We do not claim to have ready solutions to these empirical challenges. Instead, we suggest that answers could be derived from empirical practices in other disciplines and fields. Recent developments in dynamic factor analysis, as well as cluster analysis, such as correspondence analysis and latent class analysis, seem promising. [1]  

This post represents the views of the authors and not those of Democratic Audit.


About the authors

Zhen Im is a researcher at the Department of Social Research at the University of Helsinki.

Hanna Wass is a Professor of Political Science at the University of Helsinki.

Heikki Hiilamo is Professor of Social Policy at the University of Helsinki.

Timo Kauppinen is Research Manager at the Finnish National Institute for Health and Welfare (THL).

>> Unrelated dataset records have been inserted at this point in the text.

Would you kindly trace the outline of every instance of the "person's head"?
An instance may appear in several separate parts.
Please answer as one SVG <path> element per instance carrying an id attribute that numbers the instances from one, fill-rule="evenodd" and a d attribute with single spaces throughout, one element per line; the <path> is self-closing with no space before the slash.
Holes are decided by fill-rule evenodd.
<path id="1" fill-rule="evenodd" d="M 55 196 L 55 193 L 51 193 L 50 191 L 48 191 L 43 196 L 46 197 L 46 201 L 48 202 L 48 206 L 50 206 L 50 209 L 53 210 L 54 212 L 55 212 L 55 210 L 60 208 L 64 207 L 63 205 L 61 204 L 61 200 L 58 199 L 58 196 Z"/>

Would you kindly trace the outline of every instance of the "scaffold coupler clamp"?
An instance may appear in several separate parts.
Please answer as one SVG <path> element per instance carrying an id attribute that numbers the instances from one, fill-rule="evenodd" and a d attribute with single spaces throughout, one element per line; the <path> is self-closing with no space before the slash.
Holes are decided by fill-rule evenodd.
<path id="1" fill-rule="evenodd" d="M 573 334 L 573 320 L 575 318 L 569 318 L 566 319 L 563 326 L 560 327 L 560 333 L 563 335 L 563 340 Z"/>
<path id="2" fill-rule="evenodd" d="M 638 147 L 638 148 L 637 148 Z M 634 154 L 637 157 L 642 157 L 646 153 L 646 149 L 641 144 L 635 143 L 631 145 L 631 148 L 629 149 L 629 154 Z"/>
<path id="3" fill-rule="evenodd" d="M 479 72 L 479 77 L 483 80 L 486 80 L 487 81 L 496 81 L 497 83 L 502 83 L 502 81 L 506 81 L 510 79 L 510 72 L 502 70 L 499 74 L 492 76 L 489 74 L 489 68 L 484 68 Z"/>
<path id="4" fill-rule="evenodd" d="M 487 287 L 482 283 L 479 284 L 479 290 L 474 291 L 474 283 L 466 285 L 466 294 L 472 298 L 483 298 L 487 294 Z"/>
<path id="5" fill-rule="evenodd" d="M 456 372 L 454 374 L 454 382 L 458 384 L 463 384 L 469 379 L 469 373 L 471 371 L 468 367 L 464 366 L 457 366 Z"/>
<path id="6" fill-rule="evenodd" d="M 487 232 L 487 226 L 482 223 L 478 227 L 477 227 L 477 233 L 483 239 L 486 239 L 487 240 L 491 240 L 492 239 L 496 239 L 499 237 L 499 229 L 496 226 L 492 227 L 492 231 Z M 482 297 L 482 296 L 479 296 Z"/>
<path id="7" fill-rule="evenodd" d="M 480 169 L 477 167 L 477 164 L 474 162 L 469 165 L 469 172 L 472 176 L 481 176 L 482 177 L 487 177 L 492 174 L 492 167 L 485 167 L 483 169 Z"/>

[1] For a discussion of dynamic factor analysis, see https://www.rug.nl/research/portal/files/2887795/05F10.pdf. For an example of correspondence analysis, see Jakob Horneber. (2019) ‘Assessing Cleavage Dynamics. An analysis of the German political system between 2013 and 2017’. Paper presented at the 5th Leuven-Montréal Winter School on Elections, 3/2019, KU Leuven. For an example of latent class analysis, see Zhen Im. (2019) ‘Who votes for whom? Using a latent profile analysis approach to examining political preferences and party support’. Paper presented at the 5th Leuven-Montréal Winter School on Elections, 3/2019, KU Leuven.